By optimizing facility management through collaborative creation with customers, aims for stable provision of electric power
Hitachi has developed new technology supporting the formulation of facility maintenance plans, based on methodology called Reliability Centered Maintenance (RCM),*1 to enable efficient lifetime extension and upgrading of power transmission and distribution facilities while maintaining their reliability. Even when insufficient data is available for reliability analysis, the new technology is able to help quantify future failure risk by leveraging the accumulated experience and knowledge of engineers. Hitachi plans to promote optimization of facility management through collaborative creation (co-creation) with customers in Japan and overseas who are considering maintenance plans for their power transmission and distribution networks, thereby contributing to the stable provision of electric power (Figure 1).
The need for providing and maintaining power transmission and distribution networks has become more urgent with the increase in AI-driven data center construction and renewable energy use. This trend has made it necessary for companies involved in the power transmission and distribution business to carry out efficient lifetime extension and upgrading of their facilities while maintaining reliability. Although RCM is a standard method for evaluating equipment failure risk, the time and labor demands, including for data gathering, are seen as excessive.
Hitachi has drawn on its expertise built up over many years of equipment production and operation support to develop an RCM method designed specifically for use with power transmission and distribution facilities. Even in the case of equipment for which the amount of digital data necessary for reliability analysis is lacking, through collaborative creation with customers based on the RCM guidelines, and leveraging the experience and knowledge of engineers, the developed method can perform optimization of equipment, maintenance, and IoT, while quantifying future failure risk.
As a specific example, this method was used and evaluated in power substation equipment that had been in service for many years.

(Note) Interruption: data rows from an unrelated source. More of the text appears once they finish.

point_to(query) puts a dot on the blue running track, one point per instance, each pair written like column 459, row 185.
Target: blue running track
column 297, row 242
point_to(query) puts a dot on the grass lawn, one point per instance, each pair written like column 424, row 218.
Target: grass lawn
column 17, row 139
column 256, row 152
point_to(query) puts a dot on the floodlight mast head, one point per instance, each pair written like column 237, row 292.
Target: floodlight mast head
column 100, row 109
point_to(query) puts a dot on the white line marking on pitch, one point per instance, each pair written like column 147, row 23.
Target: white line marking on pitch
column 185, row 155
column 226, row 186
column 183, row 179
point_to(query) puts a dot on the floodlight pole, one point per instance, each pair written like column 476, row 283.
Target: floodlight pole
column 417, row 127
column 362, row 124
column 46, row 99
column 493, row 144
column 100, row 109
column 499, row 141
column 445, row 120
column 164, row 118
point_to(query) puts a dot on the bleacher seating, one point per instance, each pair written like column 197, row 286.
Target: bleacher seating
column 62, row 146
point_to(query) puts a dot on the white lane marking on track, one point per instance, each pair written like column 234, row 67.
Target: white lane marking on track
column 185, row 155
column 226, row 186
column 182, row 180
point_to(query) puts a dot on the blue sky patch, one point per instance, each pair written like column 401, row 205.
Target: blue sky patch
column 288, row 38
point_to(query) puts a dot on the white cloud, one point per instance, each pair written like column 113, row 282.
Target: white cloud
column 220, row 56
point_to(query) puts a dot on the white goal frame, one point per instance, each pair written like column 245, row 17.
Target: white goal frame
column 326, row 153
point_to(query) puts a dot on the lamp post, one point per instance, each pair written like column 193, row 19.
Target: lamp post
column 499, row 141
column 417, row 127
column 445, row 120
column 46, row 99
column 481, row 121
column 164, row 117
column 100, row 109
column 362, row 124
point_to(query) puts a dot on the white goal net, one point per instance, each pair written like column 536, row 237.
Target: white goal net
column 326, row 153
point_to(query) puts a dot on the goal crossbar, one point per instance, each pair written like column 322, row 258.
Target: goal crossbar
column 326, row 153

The effectiveness of this method was confirmed in quantitatively comparing the failure risk between the existing maintenance plan and equipment upgrading, such as by IoT retrofitting.*2 The new technology will make possible efficient maintenance and upgrades of power transmission and distribution facilities while maintaining their reliability, and will also help in meeting the demands of the revenue cap system*3 recently introduced in Japan.
This technology was announced in part at the CIGRE (Conseil International des Grands Réseaux Électriques = International Council on Large Electric Systems) Paris Session 2024 held August 25–30, 2024.
*1 Reliability Centered Maintenance: A methodology for devising effective maintenance strategies to maximize the reliability of equipment and systems. It originally came into being for maintenance of airplanes, for which reliability is of the utmost importance.
*2 Installing the latest equipment and monitoring systems in existing facilities to upgrade their functions and performance.
*3 A new wheeling charge system introduced in Japan in fiscal 2023 aimed at realizing both the necessary investments in facilities and cost efficiency.